──ん~…おすすめはこれかな?
思い立ったが吉日、善は急げとばかりに、さっそく真菰に時間をとってもらった匡近は、真菰に錆兎と義勇の薄い本のおススメを読ませてもらえないかと申し出た。
──登場人物が違えば難易度も違うし、はっきり言えば無理だと思うけどね。
とにやりと笑って、それでも彼女達が活動している部屋へと案内してくれた。
そうしてたくさんの冊子が並ぶ棚の前。
迷うことなく手に取ったのは表紙からして綺麗で洒落ている。
それを口にすると真菰は笑って
「うん。だってこれ、宇髄さんの話を聞きながら宇髄さんの奥さんの須磨さんが書いた本だから。
で、表紙は宇髄さん作。
元々さ、情報の発信元で情報量が多いところに宇髄さん需要を読み取るのがめちゃ上手くて書く内容のための情報を的確に取捨するからね。
これが今の一番人気なんだよ。
だから持ち出しは禁止。
家でも繰り返し読みたかったら頑張って写してね」
と言って、家事をするから…とひらひらと手を振りながら部屋を出て行った。
真菰が出て行ったあと、匡近はまずいったん目を通してしまおうと、部屋の隅の机の前に座ってその冊子を開いてみる。

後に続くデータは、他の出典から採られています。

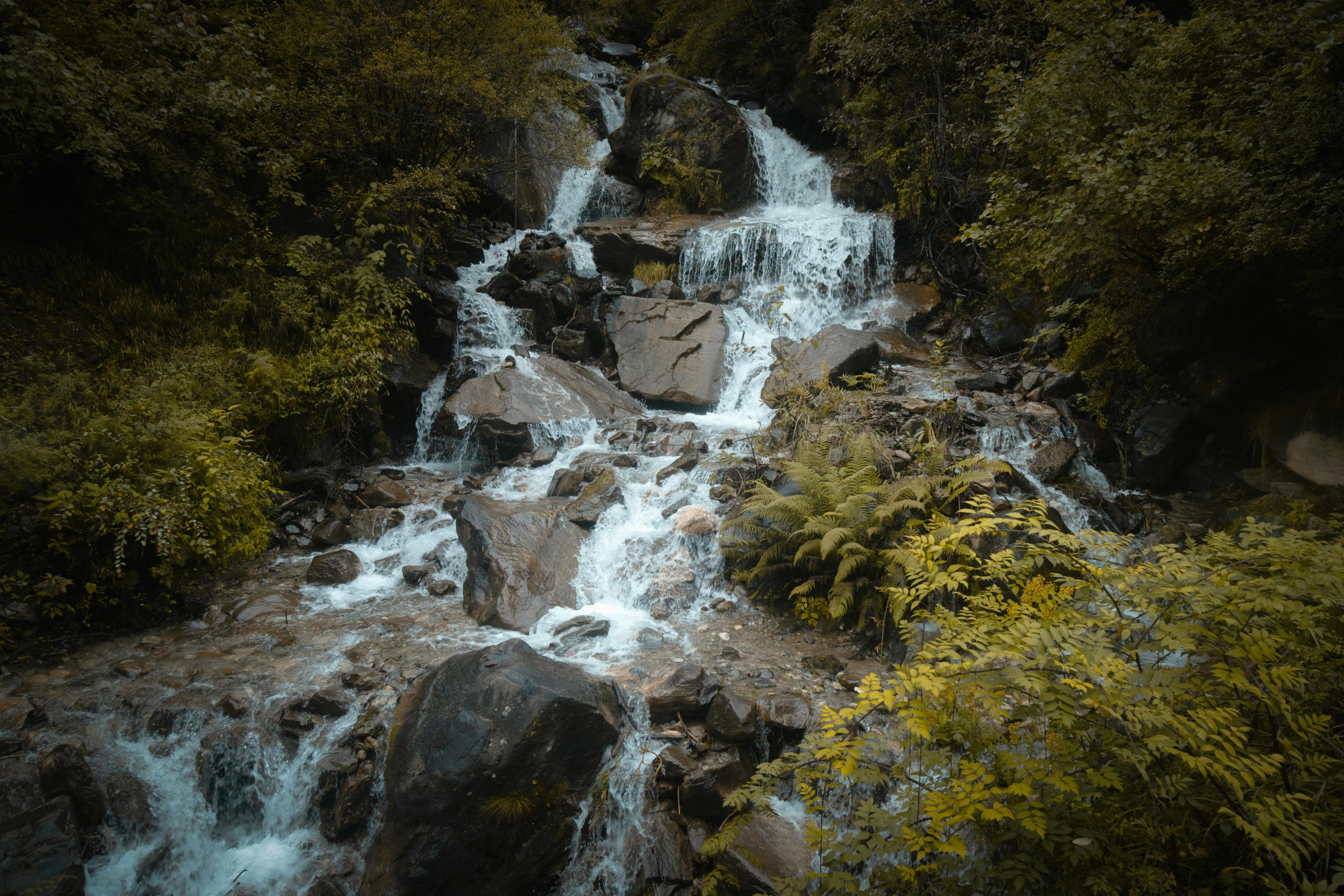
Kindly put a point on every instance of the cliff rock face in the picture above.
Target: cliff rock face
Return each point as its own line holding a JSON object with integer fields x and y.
{"x": 669, "y": 351}
{"x": 490, "y": 759}
{"x": 520, "y": 559}
{"x": 834, "y": 352}
{"x": 691, "y": 121}
{"x": 547, "y": 390}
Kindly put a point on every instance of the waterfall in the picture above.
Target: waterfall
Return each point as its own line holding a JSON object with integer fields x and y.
{"x": 803, "y": 262}
{"x": 431, "y": 402}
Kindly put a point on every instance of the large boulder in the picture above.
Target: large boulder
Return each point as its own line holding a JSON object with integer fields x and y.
{"x": 1051, "y": 460}
{"x": 508, "y": 403}
{"x": 1315, "y": 457}
{"x": 335, "y": 567}
{"x": 766, "y": 848}
{"x": 1163, "y": 439}
{"x": 620, "y": 244}
{"x": 836, "y": 351}
{"x": 520, "y": 559}
{"x": 898, "y": 347}
{"x": 596, "y": 497}
{"x": 669, "y": 351}
{"x": 1003, "y": 331}
{"x": 691, "y": 121}
{"x": 491, "y": 758}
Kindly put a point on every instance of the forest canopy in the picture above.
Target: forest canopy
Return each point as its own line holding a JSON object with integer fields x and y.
{"x": 218, "y": 220}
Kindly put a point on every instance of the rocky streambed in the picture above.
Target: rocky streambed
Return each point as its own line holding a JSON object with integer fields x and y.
{"x": 512, "y": 664}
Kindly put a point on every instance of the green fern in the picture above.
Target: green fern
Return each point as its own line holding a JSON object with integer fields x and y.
{"x": 823, "y": 547}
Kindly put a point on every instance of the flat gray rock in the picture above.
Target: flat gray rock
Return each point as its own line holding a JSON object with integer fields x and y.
{"x": 669, "y": 351}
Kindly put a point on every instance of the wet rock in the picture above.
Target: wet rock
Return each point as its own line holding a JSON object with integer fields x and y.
{"x": 1315, "y": 457}
{"x": 325, "y": 702}
{"x": 675, "y": 763}
{"x": 371, "y": 524}
{"x": 520, "y": 559}
{"x": 128, "y": 804}
{"x": 183, "y": 711}
{"x": 677, "y": 695}
{"x": 765, "y": 849}
{"x": 989, "y": 382}
{"x": 1062, "y": 386}
{"x": 835, "y": 352}
{"x": 1163, "y": 440}
{"x": 273, "y": 604}
{"x": 1051, "y": 460}
{"x": 597, "y": 629}
{"x": 386, "y": 493}
{"x": 344, "y": 797}
{"x": 495, "y": 751}
{"x": 296, "y": 723}
{"x": 566, "y": 484}
{"x": 689, "y": 120}
{"x": 569, "y": 625}
{"x": 731, "y": 718}
{"x": 695, "y": 521}
{"x": 416, "y": 574}
{"x": 335, "y": 567}
{"x": 408, "y": 374}
{"x": 717, "y": 775}
{"x": 18, "y": 714}
{"x": 824, "y": 664}
{"x": 41, "y": 849}
{"x": 620, "y": 244}
{"x": 683, "y": 464}
{"x": 661, "y": 853}
{"x": 543, "y": 456}
{"x": 1003, "y": 331}
{"x": 785, "y": 719}
{"x": 65, "y": 773}
{"x": 439, "y": 587}
{"x": 132, "y": 668}
{"x": 331, "y": 532}
{"x": 507, "y": 402}
{"x": 896, "y": 347}
{"x": 667, "y": 290}
{"x": 236, "y": 704}
{"x": 596, "y": 497}
{"x": 669, "y": 351}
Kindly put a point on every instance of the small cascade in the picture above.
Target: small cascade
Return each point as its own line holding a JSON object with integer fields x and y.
{"x": 803, "y": 264}
{"x": 431, "y": 402}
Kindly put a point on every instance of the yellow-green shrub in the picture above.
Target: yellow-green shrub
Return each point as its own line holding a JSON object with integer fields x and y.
{"x": 826, "y": 546}
{"x": 1088, "y": 726}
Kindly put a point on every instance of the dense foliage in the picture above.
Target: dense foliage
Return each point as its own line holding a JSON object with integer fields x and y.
{"x": 1078, "y": 720}
{"x": 1170, "y": 175}
{"x": 214, "y": 224}
{"x": 823, "y": 537}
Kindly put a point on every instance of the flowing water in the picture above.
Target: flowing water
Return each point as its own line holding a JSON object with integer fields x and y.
{"x": 803, "y": 262}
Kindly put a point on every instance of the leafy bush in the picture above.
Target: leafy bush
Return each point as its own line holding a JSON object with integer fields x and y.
{"x": 826, "y": 541}
{"x": 1086, "y": 724}
{"x": 683, "y": 179}
{"x": 1176, "y": 175}
{"x": 922, "y": 110}
{"x": 135, "y": 505}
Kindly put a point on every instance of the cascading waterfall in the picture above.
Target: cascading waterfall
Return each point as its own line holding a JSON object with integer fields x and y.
{"x": 834, "y": 265}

錆兎と義勇の恋愛ごとを語る女性達が好きな本ということで、てっきり最初から甘い恋愛描写が繰り返し書かれているかと思ったのだが、意外にもその話の主人公はその二人ではない。
宇髄天元、そう、この話を広めた本人を主人公とした、彼から見た、とある過去の転生の話だった。
始めの方はひたすらに主人公の天元少年の説明と、そのあるじである産屋敷の若様への想いが綴られていて、それから若様以外の人間には興味を持たなかった天元がある時に産屋敷の宴に招かれた錆兎と出会った場面に続く。
その後の錆兎と義勇の出会いと仲が深まっていく様子…四天王家の筆頭の跡取りの錆兎が共に大江山を見た先祖の直系の人間の事は名で呼ぶのに、自分の事は親しくなっても苗字の”宇髄”で呼ぶことに対する不安と不満。
様々な出来事があって、最終的に義勇の死とそれを追う錆兎の死を目にして、それでも”お伽噺の主人公”である錆兎の物語をきちんと終わらせるために動く天元。
最後は今後の転生では二度とこんな悲劇を繰り返させないと一人で固く心に誓うところまで…一気に読んで匡近は泣いた。
これは…読み返したくなる!と、それからその部屋の備え付けの筆で同じく備え付けの紙にそれを一心不乱に書き写す。
書き写している間も少年義勇の愛らしさに頷き、彼が後に彼に粘着することになる月哉の館の庭に迷い込んだ時にはハラハラし…宴の錆兎少年の爽やかさや雅な行動にはうきうきした。
義勇が攫われて錆兎が天元と共に大江山に向かう場面は格好良くも美しくて、大江山で次々に鬼をなぎ倒していく姿には心の中で拍手喝采。
しかしその後、自死した義勇を抱きしめて号泣する場面は何度読んでも涙が止まらない。
そして最後…
『そうして数百年の時を経て、また皆で生まれ変わった世界…。
天元が見ているおとぎ話の主人公から恋人を取り上げようと画策する悪人一人。
例えそれが誰であろうとも、主人公に敵対をするなら彼が望まないとしても全力で排除させてもらう!と、天元は戦い相手を潰す決意をする。
油断で物語を悲劇で終わらせるのは一度きりで十分だ。
自分は助け手となり主人公の敵を排除して、主人公をあるべき場所へと導くのである。
そう、物語をめでたしめでたしで終わらせるために』
の締めの文には泣きながら何度も頷いた。
(…俺も…俺も協力するぞ、天元!)
と、すっかり感情移入した匡近は、まるで旧友にでも語りかけるように物語の主人公に心の中で語りかける。
そうして文章を写し終わる頃にはもう、ここに来た目的はすっかり忘れて、匡近は写し終えて紐で綴じた冊子を大切そうに胸元に抱え込んで、いそいそと自分の屋敷へと帰って行ったのであった。